They say if you can survive a long car trip with someone, you're probably well suited to have that person as a real friend. The new comedy Due Date asks us to take a cross-country drive with two actors who should have been great comic company: Robert Downey Jr. and Zach Galifianakis.
But after awhile, it's clear that a road trip augmented by gags, gross-outs, drugs and overproduced car carnage can wear you down. I kept wishing that Downey and Galifianakis could dig themselves out from under the movie's mountain of humor - much of it built around wildly inappropriate behavior - and find a rest stop.
Although there are chuckles along the way, this highly anticipated road-trip comedy proves a hit-and-miss affair, probably as the result of second-rate material that goes for easy laughs and exaggerated weirdness. To those who love director Todd Phillips' work -- namely The Hangover - some of the movie's odd- couple pairing may hit the spot, particular if you like masturbation jokes and other behavior that's supposed to be funny because it's so obviously beyond the pale: Downey's character punching a kid in the stomach, for example.
Say this: Phillips gets the contrivances out of the way quickly, pushing Downey's Peter Highman, an architect, into a cross-country car trip with a total stranger, Galifianakis' Ethan Tremblay. Ethan, an aspiring actor who shows no evidence of talent, is headed for Hollywood. Peter's eager to arrive in Los Angeles where his wife (Michelle Monaghan) is about to give birth to their first child.
It's supposed to be a classic pairing of opposites. Peter is quick to lose patience with Ethan, who's transporting his father's ashes in a coffee can and whose marijuana habit forces him to stop at the out-of-the-way home of a dope dealer (Juliette Lewis). Circumstances also prompt a visit with a guy who once dated Peter's wife, an underutilized Jamie Foxx
Downey, whose character takes a pretty bad beating during the course of the film, can't always save this material, nor can Galifianakis, who sports a perm and who - as he usually does - appears frighteningly sincere and totally off-the-wall at the same time. Galifianakis gives his character a strangely effeminate walk, and seldom is seen without his pet bulldog, a critter that provides the filmmakers with a reliable laugh prop. Ethan isn't just an oddball character, he seems to be in need of institutionalization.
There's only so much you can do with an odd-couple formula. Maybe that's why Phillips attempts to pump up the proceedings with car crashes and chases involving Mexican border patrolmen, portrayed in annoyingly stereotypical fashion.

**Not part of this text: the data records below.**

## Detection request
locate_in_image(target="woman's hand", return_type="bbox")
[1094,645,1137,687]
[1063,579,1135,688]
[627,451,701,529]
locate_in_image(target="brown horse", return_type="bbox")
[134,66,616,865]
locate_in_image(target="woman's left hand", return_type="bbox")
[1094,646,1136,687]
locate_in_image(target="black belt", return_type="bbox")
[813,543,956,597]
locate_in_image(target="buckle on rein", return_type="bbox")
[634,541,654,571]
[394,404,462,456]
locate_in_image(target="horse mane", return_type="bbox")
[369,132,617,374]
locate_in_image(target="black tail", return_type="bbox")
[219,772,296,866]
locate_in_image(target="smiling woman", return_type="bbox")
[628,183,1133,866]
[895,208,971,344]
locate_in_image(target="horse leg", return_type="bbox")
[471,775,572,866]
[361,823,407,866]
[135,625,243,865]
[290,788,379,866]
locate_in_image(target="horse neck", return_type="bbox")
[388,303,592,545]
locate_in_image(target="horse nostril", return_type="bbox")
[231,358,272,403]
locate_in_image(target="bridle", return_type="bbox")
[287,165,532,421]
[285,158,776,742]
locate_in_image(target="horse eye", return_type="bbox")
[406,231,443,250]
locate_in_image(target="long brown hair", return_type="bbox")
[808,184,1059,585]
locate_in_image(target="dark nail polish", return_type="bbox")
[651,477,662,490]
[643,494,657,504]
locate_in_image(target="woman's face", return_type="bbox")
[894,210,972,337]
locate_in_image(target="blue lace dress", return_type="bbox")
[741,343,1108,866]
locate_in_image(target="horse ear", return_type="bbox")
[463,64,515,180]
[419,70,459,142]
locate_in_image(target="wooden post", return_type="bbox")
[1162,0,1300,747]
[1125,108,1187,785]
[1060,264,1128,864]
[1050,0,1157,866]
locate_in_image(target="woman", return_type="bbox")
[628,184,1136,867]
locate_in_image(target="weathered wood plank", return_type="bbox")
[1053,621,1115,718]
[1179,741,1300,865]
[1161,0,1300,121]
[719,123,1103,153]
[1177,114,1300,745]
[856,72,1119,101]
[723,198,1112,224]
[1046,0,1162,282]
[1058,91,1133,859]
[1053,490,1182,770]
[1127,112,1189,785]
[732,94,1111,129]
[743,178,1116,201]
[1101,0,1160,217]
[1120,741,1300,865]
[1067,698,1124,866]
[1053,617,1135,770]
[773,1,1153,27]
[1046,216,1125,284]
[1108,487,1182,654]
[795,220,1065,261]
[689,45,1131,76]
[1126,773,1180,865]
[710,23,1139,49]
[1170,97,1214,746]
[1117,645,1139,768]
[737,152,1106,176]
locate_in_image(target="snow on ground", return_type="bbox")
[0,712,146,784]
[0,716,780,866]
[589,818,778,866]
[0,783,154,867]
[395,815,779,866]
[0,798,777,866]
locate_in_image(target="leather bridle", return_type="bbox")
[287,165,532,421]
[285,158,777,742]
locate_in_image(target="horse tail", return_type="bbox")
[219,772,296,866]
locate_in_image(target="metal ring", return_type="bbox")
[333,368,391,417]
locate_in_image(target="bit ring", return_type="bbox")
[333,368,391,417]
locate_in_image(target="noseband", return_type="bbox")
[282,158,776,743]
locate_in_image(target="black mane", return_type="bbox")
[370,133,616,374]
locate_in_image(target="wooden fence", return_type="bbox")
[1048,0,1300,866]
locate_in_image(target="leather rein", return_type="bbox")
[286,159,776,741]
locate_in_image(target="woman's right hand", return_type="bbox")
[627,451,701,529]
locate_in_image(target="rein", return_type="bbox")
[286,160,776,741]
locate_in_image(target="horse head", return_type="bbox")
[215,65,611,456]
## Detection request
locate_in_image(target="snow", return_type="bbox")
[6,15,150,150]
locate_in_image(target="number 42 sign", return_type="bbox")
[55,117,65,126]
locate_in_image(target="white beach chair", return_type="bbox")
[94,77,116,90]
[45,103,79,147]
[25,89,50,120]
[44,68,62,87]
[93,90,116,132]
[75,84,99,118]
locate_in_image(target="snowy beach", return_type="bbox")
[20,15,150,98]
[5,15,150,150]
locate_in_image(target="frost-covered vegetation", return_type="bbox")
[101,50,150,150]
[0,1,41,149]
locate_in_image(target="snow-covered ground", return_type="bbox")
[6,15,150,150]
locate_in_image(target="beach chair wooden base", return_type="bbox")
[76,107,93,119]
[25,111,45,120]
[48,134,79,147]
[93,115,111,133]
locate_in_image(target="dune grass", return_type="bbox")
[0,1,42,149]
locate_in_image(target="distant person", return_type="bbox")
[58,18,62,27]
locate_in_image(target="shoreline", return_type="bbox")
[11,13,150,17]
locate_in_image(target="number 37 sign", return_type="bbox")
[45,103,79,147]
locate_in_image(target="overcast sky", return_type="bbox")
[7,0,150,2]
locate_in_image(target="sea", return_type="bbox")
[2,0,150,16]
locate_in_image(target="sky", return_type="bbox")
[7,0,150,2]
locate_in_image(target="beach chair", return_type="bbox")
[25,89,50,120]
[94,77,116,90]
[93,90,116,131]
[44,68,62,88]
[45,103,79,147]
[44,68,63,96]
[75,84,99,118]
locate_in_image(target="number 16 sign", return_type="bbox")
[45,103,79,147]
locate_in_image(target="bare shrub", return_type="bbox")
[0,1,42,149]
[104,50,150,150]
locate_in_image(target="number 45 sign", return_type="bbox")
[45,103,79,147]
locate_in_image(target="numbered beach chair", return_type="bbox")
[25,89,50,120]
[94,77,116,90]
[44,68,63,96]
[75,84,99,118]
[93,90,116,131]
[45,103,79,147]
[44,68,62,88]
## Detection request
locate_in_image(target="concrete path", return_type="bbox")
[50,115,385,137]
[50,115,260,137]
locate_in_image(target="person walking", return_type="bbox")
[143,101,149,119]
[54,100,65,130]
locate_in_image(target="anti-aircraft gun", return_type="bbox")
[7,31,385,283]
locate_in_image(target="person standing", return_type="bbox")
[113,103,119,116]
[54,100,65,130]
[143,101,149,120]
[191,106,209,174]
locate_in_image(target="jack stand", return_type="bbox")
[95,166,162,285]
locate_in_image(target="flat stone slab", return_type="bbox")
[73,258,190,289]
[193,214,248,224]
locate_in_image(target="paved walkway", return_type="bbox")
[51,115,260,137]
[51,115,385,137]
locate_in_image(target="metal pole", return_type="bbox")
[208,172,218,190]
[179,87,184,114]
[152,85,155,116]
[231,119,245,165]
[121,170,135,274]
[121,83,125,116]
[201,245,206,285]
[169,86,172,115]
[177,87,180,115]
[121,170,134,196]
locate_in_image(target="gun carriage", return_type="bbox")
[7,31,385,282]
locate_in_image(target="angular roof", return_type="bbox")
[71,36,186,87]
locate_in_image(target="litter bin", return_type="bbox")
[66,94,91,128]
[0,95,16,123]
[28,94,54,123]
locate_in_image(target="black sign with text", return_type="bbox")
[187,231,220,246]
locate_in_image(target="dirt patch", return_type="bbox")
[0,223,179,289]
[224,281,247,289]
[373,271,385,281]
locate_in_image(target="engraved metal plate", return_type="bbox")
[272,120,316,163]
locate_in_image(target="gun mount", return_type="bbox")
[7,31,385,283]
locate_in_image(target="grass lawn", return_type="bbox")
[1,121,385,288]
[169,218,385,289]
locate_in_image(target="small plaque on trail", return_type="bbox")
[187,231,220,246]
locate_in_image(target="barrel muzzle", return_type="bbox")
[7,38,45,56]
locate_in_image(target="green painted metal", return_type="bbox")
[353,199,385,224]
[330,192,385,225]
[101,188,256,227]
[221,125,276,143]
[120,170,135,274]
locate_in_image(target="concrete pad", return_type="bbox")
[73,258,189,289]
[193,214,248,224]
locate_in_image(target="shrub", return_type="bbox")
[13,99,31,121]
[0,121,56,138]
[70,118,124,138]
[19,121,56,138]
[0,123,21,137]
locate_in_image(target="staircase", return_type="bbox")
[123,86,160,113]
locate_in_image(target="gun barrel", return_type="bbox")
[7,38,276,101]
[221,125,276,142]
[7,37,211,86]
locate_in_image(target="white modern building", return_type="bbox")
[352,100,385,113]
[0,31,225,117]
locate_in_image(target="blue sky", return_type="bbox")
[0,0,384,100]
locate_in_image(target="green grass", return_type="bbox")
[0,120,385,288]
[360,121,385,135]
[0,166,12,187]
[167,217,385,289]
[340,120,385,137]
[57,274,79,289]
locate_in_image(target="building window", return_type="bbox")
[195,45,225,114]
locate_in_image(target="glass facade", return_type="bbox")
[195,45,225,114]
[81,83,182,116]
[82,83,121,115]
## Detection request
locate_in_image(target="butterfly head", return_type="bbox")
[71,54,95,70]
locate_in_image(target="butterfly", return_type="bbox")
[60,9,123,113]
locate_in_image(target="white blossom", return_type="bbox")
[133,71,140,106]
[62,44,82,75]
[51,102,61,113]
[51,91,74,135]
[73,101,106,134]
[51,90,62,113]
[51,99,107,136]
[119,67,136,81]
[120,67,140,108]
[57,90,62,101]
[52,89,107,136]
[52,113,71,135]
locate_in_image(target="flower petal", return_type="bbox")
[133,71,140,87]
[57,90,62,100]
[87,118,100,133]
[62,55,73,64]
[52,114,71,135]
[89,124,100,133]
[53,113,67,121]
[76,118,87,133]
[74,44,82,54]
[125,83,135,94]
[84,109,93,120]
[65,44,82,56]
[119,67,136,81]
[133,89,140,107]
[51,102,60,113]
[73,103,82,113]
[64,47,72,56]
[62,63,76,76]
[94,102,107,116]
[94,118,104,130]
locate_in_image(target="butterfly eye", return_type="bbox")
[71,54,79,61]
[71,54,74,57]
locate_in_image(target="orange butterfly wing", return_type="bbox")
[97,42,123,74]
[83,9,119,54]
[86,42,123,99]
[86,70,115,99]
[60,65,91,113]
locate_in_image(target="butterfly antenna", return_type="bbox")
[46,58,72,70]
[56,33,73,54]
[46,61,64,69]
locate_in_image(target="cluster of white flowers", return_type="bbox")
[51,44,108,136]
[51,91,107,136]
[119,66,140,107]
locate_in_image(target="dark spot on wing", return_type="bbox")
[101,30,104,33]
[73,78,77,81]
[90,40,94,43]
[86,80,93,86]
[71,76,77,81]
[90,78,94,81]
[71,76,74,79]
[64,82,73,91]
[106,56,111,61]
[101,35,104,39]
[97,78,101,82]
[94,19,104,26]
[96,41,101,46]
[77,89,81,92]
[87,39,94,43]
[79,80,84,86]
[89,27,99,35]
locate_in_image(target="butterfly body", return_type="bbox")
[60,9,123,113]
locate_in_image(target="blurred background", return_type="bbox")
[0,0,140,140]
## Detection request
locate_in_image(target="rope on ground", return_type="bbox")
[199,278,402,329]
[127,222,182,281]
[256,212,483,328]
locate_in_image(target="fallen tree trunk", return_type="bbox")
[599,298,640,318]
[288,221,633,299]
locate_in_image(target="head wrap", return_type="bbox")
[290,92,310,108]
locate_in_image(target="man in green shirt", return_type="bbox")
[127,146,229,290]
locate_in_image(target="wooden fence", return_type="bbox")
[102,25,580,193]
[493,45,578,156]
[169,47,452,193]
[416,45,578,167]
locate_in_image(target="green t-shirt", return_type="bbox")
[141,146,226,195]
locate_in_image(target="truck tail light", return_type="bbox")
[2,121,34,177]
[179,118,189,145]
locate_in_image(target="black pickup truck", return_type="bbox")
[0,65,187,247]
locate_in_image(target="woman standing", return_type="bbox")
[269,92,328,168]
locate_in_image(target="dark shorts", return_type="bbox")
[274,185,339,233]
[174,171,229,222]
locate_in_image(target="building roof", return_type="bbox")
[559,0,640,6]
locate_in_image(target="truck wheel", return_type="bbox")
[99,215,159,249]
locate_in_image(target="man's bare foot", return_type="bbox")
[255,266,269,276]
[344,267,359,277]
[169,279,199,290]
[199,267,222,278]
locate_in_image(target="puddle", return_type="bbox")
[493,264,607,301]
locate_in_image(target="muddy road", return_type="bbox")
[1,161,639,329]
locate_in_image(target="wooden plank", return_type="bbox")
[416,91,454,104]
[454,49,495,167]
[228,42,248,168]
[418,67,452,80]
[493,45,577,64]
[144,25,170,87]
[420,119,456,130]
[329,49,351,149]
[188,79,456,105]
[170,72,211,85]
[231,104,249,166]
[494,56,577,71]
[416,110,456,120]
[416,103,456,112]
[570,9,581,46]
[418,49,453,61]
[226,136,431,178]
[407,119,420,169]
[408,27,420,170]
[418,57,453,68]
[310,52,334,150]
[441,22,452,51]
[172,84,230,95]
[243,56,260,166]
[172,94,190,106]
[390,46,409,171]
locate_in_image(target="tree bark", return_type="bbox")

And how clichéd is this? At one point, Galifianakis' character says, "I'm not an accountant. I'm not even Jewish."
Not exactly inspired writing.
It's a safe bet that most comedy fans will note that Due Date sometimes plays like an updated version of Planes, Trains & Automobiles, but it's a misshapen offspring that doesn't always do the lineage proud. Considering the combined talents of the movie's principal actors, Due Date should have delivered a whole lot more than it does. I got a few laughs to be sure, but I was ready to shed these two sorry travel companions long before the movie ended.